The latter example was, expectedly, the highlight of the newest Godzilla film, where the Big G squares off with his adversaries in the heart of San Francisco. Before that, I had already watched all 28 Japanese Godzilla films, read numerous novels and comics, and watched dozens of other giant monster movies, but it was really something special to watch it on the big screen in 3D, with the IMAX sound system blaring as the Western reimagining of Godzilla battled with two brand new, vicious insect-like monsters amongst the spires of one of America’s grandest cities.
In the words of my good friend, Jessa – “Jeff, you were rocking in your seat for the last forty minutes of the movie.”

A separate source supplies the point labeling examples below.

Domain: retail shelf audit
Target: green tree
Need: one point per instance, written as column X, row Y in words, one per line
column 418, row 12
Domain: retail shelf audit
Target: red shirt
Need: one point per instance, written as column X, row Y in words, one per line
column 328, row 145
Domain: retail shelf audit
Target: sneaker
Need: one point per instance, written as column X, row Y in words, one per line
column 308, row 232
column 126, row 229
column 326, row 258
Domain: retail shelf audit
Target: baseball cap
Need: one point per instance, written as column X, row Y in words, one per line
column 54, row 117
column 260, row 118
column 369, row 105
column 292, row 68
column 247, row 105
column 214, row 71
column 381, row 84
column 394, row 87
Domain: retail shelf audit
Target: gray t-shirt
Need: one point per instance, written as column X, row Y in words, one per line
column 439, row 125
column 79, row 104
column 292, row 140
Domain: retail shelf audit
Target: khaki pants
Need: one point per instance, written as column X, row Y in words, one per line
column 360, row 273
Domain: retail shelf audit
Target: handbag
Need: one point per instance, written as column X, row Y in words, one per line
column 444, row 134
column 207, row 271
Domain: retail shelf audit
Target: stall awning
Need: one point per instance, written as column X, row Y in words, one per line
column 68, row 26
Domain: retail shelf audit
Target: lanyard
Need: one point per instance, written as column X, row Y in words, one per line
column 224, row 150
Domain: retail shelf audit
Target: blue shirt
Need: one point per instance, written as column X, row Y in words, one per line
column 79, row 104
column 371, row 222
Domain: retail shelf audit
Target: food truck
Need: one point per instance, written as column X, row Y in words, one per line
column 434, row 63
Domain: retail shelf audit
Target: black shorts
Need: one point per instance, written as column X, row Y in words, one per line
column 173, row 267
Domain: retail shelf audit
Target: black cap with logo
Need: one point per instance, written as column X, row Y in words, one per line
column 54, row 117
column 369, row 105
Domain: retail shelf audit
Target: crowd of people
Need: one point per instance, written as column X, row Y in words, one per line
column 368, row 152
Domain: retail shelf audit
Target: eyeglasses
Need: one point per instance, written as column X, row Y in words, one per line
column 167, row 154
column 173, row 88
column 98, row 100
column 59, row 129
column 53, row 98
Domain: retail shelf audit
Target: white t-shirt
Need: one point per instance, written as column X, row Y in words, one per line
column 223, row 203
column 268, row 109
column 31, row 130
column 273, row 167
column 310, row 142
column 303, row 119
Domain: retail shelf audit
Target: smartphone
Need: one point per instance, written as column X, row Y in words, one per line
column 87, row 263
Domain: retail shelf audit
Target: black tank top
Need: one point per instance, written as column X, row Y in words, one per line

She’s not exaggerating. I was pretty much lost in my own world any time Godzilla was on screen, especially during his first few appearances. This new rendition of him, imagined and crafted by a group of American and British filmmakers really did the legendary monster justice. His design was fantastic, very feral and daunting. He fought like a savage animal, constantly moving forward without any regard for what damage he may have taken. At the same time, he wasn’t bloodthirsty—he definitely killed a lot of people in the movie simply because of the destruction he brings by walking throughout a city, but as the story makes clear, he’s not out to bring death to life on earth. He was there to bring order to nature after it had been disturbed when human machinations empowered more-destructive giants.
Godzilla may not have said a single world, but like in so many other of his narratives, he was a very complex character. He’s not evil, but he’s not necessarily a hero. His ‘goal’ is what his instincts tell him, and in this movie, it was to eliminate something that was a threat to the world. That he saved humanity was merely coincidence on his part.
I was glad that my friends found that part of his character as interesting as I always have. I thought it was also really neat that a few of them caught on to something about him that I’ve admired since before I could talk, and that was how expressive Godzilla is. Following the movie, my best friend Kenny (who has always known that I was a huge Godzilla fan, but never watched a movie himself) remarked how he liked that you could clearly see when Godzilla was mad based on his facial expressions, between when his fiery eyes narrowed or the way his lips curled before one of his thunderous roars. My friend Emily found it amusing that he was visibly tired following the final battle, and ended up falling asleep right in the middle of the city.
I loved the movie, but those kind of reactions from my friends really made the experience something to remember. They, and a lot of people who probably saw Godzilla for the first time through this film, now understand why someone like myself has been such an avid fan of him for so long.
For me, Godzilla isn’t just a giant reptile that breathes atomic fire and body slams other monsters through buildings. As a kid, he was the action figure I spent countless hours playing with, the stuffed animal I slept with at night. He was the character that I thought would actually save the world (sorry, Superman) if something ever went wrong.
Today, as I approach 24 years of age, he’s still the monster—the character—who represents so many powerful themes and memories for me.